Does anybody really 'Live' in clone town? Consider great places in larger cities - places like Temple Bar in Dublin, Neals Yard in London, The Jewish Quarter in Prague, Nanshi in Shanghai, NY's upper east side, great swathes of Budapest....... places where there are people, schools, independent businesses, housing, hotels, bars, cafes newsagents, art galleries. A diverse, inclusive, richer,creative, imaginative, prosperous series of neighbourhoods without defaulting to the corporate blandness of clonetown anywhere. I live in Lancaster. I moved (with my family - some time ago) from a clonetown for all that was good about Lancaster. I'm now faced with the prospect of watching as its soul is sucked out. It's very depressing - I wish people who 'served' us on the council had a little more imagination.
In Lancaster I've found a town I like that is useable by people walking, cycling and driving. It has business, nature, music, art, universities and lots of people in it who are committed to keeping it people-sized. Then along comes big money who care not at all for anything but making more money, and persuade the town council that it will be a good idea to rent some of the town to them for 250 years so that they can flatten it, put up one huge out of proportion building that nobody wants and a huge carpark!

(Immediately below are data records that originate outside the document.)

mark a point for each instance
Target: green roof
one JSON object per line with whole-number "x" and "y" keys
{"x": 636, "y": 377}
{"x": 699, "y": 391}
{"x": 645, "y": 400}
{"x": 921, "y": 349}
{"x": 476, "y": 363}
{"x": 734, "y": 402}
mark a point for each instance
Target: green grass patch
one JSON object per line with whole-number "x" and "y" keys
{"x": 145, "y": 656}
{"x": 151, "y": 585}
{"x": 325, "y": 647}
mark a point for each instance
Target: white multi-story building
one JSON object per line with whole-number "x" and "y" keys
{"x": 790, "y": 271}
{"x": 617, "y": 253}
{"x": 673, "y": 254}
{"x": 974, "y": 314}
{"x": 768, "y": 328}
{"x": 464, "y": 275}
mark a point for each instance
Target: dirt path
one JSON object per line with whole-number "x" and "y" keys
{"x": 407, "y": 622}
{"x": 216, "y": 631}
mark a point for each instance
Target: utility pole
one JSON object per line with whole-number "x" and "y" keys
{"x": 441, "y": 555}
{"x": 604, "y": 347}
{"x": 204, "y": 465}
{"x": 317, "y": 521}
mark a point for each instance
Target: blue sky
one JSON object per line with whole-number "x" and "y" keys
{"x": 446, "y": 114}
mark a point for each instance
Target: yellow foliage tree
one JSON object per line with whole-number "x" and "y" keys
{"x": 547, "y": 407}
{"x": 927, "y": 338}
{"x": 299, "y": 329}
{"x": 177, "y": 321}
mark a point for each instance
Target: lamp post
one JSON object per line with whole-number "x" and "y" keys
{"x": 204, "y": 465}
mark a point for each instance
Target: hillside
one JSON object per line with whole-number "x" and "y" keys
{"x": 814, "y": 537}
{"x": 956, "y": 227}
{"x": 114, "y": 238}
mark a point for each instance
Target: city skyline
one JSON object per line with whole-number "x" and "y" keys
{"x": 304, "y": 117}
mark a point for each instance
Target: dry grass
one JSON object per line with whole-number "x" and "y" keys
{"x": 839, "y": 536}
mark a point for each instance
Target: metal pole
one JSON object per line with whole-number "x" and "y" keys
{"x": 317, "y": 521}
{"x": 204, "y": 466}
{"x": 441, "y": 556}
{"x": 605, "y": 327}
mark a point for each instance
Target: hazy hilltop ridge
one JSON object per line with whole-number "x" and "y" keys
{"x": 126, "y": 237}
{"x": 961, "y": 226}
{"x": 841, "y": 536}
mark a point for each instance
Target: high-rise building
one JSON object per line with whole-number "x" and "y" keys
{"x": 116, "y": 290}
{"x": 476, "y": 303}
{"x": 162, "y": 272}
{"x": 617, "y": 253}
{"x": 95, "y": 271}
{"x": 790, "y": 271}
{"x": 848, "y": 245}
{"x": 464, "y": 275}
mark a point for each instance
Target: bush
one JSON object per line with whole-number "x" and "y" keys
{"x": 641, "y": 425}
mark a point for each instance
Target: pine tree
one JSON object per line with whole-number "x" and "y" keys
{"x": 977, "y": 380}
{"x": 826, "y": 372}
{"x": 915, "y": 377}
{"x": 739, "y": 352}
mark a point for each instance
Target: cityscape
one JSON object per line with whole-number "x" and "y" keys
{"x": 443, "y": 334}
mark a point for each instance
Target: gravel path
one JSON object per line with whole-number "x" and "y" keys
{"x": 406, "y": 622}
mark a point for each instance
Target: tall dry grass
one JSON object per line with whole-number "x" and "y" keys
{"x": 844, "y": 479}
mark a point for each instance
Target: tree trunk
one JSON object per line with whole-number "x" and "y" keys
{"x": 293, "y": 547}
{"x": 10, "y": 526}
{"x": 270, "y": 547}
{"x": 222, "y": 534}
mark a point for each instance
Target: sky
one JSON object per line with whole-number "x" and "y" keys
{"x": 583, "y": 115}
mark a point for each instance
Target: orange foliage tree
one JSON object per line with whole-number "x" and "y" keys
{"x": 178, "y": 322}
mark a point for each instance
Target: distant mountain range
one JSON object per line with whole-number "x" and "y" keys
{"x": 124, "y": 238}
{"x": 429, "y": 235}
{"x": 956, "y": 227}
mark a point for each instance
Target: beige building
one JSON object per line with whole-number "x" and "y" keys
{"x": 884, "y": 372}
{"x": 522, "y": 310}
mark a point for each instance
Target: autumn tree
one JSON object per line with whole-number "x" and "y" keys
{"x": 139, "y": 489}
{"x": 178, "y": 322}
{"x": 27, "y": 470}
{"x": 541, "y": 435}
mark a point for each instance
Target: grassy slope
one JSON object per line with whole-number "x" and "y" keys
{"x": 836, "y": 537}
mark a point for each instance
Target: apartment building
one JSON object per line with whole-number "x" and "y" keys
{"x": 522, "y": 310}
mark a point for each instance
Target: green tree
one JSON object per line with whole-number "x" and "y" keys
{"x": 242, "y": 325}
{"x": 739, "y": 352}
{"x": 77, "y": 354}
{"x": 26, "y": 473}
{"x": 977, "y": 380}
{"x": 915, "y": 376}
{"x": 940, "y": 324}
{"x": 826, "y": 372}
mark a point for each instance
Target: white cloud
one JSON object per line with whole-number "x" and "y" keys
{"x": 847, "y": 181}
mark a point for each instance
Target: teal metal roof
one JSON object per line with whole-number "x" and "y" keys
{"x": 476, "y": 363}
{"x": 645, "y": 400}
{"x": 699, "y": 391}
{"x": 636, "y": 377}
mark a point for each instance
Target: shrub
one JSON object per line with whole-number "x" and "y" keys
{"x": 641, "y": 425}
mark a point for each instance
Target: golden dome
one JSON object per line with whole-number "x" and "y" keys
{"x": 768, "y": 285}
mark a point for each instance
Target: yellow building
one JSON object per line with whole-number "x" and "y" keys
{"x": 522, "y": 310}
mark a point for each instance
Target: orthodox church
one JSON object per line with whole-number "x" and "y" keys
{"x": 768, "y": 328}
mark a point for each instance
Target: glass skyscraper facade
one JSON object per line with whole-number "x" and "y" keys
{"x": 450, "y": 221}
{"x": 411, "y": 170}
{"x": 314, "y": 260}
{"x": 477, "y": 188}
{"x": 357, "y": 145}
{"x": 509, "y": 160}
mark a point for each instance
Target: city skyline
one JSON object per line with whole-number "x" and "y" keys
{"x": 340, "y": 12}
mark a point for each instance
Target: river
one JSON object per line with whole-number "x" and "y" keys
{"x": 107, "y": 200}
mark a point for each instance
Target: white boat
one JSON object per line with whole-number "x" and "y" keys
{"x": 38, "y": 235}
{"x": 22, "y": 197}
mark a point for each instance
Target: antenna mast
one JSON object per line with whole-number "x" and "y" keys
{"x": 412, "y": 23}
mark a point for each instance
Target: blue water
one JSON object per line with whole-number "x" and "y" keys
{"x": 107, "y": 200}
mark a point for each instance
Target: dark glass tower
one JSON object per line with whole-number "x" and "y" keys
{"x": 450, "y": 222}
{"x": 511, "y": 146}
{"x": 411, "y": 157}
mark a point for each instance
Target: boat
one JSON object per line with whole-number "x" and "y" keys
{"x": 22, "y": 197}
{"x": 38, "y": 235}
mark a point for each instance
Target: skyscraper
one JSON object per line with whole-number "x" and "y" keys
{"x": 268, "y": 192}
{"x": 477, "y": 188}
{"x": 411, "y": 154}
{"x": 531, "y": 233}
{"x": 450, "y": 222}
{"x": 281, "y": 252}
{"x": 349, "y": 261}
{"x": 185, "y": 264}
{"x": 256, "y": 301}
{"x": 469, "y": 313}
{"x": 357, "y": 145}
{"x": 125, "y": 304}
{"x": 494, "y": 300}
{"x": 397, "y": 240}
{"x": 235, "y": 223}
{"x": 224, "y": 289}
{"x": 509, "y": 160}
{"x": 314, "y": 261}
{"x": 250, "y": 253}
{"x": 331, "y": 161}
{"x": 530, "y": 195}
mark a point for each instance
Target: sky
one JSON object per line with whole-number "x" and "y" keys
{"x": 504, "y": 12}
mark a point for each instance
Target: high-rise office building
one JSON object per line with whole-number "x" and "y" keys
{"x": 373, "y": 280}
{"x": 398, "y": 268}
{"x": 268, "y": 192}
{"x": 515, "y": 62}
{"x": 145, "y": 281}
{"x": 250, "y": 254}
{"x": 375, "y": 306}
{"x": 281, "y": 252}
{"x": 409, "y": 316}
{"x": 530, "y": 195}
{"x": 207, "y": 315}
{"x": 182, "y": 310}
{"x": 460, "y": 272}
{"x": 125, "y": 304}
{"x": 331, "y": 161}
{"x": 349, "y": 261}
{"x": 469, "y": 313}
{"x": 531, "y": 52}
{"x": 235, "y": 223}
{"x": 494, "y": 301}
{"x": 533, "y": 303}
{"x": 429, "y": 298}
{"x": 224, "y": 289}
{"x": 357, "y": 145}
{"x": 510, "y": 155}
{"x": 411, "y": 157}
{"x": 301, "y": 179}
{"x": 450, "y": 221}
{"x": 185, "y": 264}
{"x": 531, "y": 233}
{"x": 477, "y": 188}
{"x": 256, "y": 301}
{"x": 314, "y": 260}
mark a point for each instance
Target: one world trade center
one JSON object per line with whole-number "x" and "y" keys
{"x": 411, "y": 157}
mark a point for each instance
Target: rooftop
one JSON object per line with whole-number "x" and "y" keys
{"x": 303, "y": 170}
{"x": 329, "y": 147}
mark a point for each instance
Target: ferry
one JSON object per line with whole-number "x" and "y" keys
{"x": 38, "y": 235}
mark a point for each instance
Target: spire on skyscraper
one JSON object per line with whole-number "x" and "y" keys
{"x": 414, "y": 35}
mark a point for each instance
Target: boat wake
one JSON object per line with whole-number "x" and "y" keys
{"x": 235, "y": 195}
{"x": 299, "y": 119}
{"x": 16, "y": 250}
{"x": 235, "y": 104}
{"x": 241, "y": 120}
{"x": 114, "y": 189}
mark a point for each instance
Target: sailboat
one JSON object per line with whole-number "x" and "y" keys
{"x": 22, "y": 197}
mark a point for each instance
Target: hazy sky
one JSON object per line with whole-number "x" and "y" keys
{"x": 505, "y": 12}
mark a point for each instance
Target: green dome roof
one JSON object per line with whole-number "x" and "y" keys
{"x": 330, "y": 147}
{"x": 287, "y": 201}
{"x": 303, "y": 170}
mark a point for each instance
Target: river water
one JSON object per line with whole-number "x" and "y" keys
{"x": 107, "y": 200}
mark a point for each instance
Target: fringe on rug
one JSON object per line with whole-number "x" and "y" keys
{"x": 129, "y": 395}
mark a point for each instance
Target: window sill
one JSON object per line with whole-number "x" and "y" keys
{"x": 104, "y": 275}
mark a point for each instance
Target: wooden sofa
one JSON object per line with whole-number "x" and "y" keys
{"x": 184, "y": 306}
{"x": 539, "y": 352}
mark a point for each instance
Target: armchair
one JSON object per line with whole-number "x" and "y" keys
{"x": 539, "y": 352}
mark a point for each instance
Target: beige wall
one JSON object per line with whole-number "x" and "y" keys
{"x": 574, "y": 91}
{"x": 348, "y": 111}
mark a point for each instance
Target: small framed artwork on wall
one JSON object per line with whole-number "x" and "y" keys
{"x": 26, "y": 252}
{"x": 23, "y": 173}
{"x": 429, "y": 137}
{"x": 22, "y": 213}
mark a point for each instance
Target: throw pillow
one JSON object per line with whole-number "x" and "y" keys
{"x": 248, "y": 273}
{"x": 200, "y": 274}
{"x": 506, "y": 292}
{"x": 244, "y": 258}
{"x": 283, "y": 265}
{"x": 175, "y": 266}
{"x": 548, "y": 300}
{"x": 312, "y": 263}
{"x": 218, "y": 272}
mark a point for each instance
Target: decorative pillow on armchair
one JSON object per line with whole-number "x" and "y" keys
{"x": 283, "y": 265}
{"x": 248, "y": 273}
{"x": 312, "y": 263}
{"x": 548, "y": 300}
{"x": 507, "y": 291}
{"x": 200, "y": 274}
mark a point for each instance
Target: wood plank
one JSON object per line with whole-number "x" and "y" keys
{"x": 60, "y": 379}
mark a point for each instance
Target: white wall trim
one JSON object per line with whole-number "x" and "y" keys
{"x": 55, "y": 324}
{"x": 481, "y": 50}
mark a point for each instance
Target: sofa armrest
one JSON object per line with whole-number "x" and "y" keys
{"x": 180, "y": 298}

How did they persuade them I want to know? What a stupid idea. Does anybody want to stay here while half the town and its main roads are under reconstruction? Will there be an exodus afterwards? I won't be staying if this goes ahead. WH
The new Westfield shopping centre is a wonderful experience. It far more pleasant that battling the elements on a wintery day.
Well done Ptolemy Dean. There is nothing like wandering around individual streets rather than the faceless format of shopping centres. York has retained its individuality to its credit. You only have to look at the new Cabot Circus in Bristol which has to be one of the worst amalgamations of architects egos in the country. It is hideous.
England is fast becoming a shopping city like Singapore! What a shame!